At sunrise six or seven detachments, among which were those of Colonels Brand and Calembours, received orders to march to the relief of an advanced post, and on their arrival, they were at once hurried into action.
St. Udo, on his maddened horse, was coursing before the serried ranks of his detachment, shouting his commands and cheering on his men to the attack, when a blaze of battery guns opened fire upon the rushing Federals, and, sweeping their lines obliquely, turned the sally into wild confusion.
Colonel Brand galloped along the broken line, calling them on, and waving his sword to the object of attack, the horse and his rider looming like spirits through the murk, and inviting the savage aim of a score of riflemen.
Heedless of the storm of red-hot hail, he pranced onward, inspiriting the quailing men by his fearless example, till his horse staggered under him, sprang wildly upward, then fell, with a crash, upon his side.
The colonel lay face up, stunned by the fall, and pinned to the ground by the limbs under his horse, and a host of the foe rushed down the slope and charged the wavering Vermont boys.

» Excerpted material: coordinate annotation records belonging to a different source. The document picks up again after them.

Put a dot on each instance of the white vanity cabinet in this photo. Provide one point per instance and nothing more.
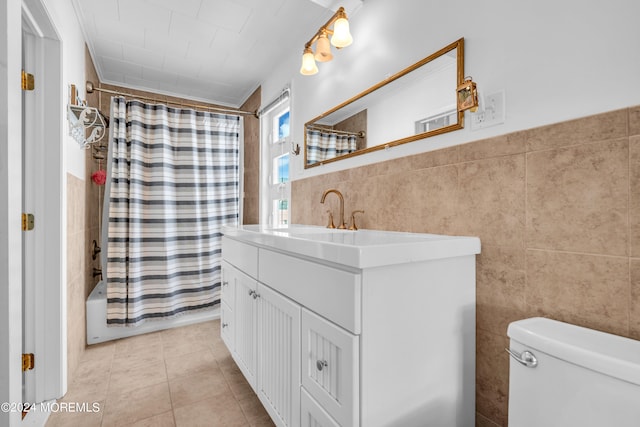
(353, 329)
(261, 328)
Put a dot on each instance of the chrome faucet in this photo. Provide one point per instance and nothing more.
(341, 224)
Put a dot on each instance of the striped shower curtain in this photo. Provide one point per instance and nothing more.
(174, 181)
(323, 145)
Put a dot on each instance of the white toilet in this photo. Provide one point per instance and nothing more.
(564, 375)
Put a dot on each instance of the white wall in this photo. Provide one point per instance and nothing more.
(556, 60)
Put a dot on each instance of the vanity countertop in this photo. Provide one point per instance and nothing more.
(359, 249)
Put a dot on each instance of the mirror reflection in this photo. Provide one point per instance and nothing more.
(414, 103)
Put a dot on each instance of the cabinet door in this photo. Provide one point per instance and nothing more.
(226, 326)
(330, 361)
(227, 296)
(227, 290)
(245, 326)
(312, 413)
(279, 356)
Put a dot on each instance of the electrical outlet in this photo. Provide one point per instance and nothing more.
(491, 111)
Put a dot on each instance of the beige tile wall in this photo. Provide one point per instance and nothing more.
(251, 209)
(76, 267)
(557, 209)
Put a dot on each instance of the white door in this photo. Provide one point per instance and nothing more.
(43, 263)
(28, 206)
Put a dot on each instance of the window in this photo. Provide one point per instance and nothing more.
(276, 187)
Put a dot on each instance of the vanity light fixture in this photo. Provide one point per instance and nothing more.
(340, 37)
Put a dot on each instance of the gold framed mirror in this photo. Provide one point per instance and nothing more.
(415, 103)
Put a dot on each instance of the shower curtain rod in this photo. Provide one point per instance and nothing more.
(90, 88)
(360, 134)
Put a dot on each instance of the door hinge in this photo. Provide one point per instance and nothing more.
(27, 81)
(28, 362)
(28, 222)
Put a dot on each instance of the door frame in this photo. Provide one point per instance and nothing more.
(44, 298)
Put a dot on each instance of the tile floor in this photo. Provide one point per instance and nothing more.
(181, 377)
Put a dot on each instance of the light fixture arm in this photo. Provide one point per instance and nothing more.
(340, 13)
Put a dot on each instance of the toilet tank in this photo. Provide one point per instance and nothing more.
(580, 377)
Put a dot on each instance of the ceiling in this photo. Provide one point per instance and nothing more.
(215, 51)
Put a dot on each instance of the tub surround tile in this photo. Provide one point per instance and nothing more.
(634, 313)
(578, 198)
(482, 421)
(587, 290)
(634, 196)
(634, 121)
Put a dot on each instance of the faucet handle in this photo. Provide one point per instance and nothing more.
(353, 219)
(330, 224)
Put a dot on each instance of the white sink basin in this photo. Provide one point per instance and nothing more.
(359, 249)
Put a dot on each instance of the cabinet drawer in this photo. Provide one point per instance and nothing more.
(226, 326)
(228, 288)
(312, 414)
(243, 256)
(330, 357)
(332, 293)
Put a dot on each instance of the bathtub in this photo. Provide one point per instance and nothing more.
(98, 331)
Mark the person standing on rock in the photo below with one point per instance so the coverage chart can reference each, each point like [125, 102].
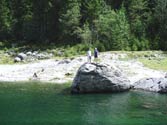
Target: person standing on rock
[89, 55]
[96, 54]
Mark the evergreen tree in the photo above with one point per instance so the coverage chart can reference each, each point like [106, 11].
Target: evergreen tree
[5, 20]
[70, 21]
[161, 21]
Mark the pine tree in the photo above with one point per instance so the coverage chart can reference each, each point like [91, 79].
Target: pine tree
[70, 20]
[161, 19]
[5, 20]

When St. Udo was able to look up, he saw a giant Southerner making toward him with clubbed musket. He was helpless, his men were everywhere grappling with their adversaries, and the colonel gave himself up for lost, when, lo! a tall figure darted from a neighboring thicket, the blue uniform of the Federal crossed the path of the Confederate giant, and with a furious lunge of the bayonet, he attempted to beat him back from his charge upon St. Udo.
The foe met him at first with a scornful cry, but, finding it impossible to escape him, turned and closed in desperate encounter. Hand to hand they struggled, now grappling with the fury of gladiators, now retiring and gazing in each other's faces with determination.
So well matched were they, that this terrible conflict lasted for full three minutes, and many stopped to gaze in wonder upon the desperate encounter; and St. Udo, dragged from under his dead horse and mounted upon another, paused to see the end.